Alê | @alexandrejjr 07/08/2022
A intelectual da versatilidade
Se tem uma verdade incontestável dentro das letras estadunidenses, talvez essa verdade seja esta: Susan Sontag foi a maior ensaísta cultural que os Estados Unidos tiveram no século XX.
Este “Questão de ênfase”, lançado originalmente em 2001, tem apenas três anos de distância para a sofrida morte por câncer de Sontag. Carrega, também, a dolorosa marca temporal de ser o último livro que reúne ensaios escolhidos pela autora. Se por um lado este é o livro menos marcante da verve contestadora mais inspirada de Sontag, que tem em sua obra os incontornáveis “Contra a interpretação” (1966) e “Sob o signo de Saturno” (1980), “Questão de ênfase” talvez seja o mais plural da provocadora ensaísta, aquele que contém os textos mais acessíveis tanto para estadunidenses quanto para estrangeiros.
Dividido didaticamente em três seções (“Ler”, “Ver” e “Lá e aqui”), este é um livro que mostra a versatilidade intelectual de Sontag. Na primeira seção, por exemplo, ela explora em ensaios apaixonados a grandeza de Machado de Assis, a relevância de Roland Barthes (em um dos textos mais desafiadores que já li) ou, ainda, as particularidades do romance “Pedro Páramo”, do lendário escritor mexicano Juan Rulfo, e fecha com uma conversa epistolar imaginária com Jorge Luis Borges, escrita em ocasião ao décimo aniversário da morte do maior escritor argentino que se tem notícia.
Na segunda seção, “Ver”, Sontag vai abordar as mais variadas possibilidades do olhar: artes cênicas, artes plásticas, cinema, dança contemporânea e fotografia. É nesta seção que nos deparamos com uma sofisticada análise do filme/minissérie “Berlin Alexanderplatz”, obra dirigida por Rainer Werner Fassbinder e baseada no romance homônimo de Alfred Döblin; aprendemos as peculiaridades do Bunraku, uma das quatro formas do teatro clássico japonês, que utiliza fantoches operados por três pessoas; descobrimos as camadas para além do superficial nas obras abstratas do pintor britânico Howard Hodgkin (cuja obra “Céu indiano” dá vida à capa da primeira edição deste livro); e refletimos sobre o valor da fotografia através de cinco ensaios, com destaque para as confissões íntimas da autora contidas em “Certos Mapplethorpes” sobre o polêmico e vanguardista Robert Mapplethorpe, personagem central do livro “Só garotos” de Patti Smith.
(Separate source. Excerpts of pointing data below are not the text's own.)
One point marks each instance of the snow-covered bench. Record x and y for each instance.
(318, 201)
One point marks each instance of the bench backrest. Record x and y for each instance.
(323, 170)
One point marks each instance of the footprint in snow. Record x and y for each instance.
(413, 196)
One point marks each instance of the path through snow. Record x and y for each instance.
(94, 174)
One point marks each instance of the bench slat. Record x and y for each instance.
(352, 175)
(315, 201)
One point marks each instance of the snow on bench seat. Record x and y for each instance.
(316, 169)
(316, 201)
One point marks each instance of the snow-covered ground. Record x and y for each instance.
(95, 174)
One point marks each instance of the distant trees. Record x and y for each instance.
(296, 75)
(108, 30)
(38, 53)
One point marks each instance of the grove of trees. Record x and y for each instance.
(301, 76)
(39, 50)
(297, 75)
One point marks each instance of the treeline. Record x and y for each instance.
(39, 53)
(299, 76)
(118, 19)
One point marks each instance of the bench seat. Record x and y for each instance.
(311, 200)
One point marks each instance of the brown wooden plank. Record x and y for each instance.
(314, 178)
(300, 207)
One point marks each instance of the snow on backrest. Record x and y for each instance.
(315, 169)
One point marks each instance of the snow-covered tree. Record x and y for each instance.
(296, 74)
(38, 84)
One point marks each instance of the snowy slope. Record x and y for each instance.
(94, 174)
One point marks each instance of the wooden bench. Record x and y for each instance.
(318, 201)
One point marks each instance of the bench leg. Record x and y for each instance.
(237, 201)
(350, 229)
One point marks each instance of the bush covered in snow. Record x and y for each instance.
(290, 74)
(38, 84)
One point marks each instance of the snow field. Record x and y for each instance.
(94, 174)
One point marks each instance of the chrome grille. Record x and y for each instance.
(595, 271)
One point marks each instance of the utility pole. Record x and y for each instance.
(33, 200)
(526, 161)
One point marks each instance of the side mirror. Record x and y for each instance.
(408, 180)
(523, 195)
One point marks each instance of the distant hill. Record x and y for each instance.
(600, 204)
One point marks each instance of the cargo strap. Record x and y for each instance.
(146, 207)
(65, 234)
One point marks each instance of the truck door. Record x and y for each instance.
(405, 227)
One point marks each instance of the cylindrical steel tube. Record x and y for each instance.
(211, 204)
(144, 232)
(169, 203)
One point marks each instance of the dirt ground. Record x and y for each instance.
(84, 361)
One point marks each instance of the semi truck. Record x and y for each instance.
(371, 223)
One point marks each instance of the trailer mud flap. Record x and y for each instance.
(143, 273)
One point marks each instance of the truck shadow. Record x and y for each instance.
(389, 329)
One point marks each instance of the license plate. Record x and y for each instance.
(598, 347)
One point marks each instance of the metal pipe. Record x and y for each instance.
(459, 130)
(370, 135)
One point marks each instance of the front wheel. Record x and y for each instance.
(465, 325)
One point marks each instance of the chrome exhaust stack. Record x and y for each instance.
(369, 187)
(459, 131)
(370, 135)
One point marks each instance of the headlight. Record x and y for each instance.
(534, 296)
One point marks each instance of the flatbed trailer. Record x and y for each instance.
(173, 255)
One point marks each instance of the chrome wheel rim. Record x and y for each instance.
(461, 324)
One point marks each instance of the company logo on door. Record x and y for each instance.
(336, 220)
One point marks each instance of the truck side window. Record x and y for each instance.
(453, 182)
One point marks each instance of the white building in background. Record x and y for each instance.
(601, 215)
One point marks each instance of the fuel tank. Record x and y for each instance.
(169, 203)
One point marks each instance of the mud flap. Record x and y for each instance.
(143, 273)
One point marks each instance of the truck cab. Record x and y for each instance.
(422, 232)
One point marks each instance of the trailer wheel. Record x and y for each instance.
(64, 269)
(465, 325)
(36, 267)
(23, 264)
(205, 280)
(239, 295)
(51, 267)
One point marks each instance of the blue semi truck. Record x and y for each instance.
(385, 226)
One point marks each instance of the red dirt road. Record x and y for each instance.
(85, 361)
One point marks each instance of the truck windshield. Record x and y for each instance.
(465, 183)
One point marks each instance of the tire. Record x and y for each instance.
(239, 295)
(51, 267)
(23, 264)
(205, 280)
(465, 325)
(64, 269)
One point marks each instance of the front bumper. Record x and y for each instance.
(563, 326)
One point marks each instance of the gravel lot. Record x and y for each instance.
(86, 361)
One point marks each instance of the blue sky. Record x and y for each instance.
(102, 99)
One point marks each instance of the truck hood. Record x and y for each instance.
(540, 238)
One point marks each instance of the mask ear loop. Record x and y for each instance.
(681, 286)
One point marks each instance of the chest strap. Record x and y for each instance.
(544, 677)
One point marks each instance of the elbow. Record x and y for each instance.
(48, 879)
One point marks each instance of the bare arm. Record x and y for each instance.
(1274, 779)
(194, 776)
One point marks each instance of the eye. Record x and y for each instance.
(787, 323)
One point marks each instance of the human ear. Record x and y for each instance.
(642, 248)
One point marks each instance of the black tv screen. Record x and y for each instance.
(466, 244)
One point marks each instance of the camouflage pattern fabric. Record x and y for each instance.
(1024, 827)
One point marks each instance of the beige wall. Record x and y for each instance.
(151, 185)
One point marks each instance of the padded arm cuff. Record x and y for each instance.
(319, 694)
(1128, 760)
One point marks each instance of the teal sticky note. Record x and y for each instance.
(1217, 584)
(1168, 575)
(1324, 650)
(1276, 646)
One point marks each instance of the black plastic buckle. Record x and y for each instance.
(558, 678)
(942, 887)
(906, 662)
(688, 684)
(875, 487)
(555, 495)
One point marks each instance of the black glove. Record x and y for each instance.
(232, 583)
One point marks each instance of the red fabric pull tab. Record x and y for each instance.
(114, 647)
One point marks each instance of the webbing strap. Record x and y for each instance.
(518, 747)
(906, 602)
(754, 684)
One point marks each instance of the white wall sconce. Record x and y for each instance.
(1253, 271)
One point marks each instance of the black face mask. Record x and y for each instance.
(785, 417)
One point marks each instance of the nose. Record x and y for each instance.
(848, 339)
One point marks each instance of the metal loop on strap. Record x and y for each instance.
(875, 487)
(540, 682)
Se é verdade que a última seção talvez seja a mais fraca deste livro, Sontag mostra que até em sua fraqueza ela é indispensável. Textos como “Respostas a um questionário” e o clássico “Esperando Godot em Sarajevo" - este último um relato pormenorizado da sua experiência em dirigir a famosa peça de Samuel Beckett em plena Guerra da Bósnia, num ato de demonstrar sua crença na arte e nos direitos humanos - reforçam o impulso ético e estético de Sontag enquanto notória intelectual pública.
Susan Sontag foi uma pensadora importante no campo das Artes. Somente essa razão já bastaria para conhecer sua obra. Mas aqui vai mais uma: se a leitura de “Questão de ênfase” não for agradável, ao menos você jamais voltará a ser o mesmo depois da leitura. E isso, a possibilidade de evoluir, de agregar conhecimento, não se nega, certo?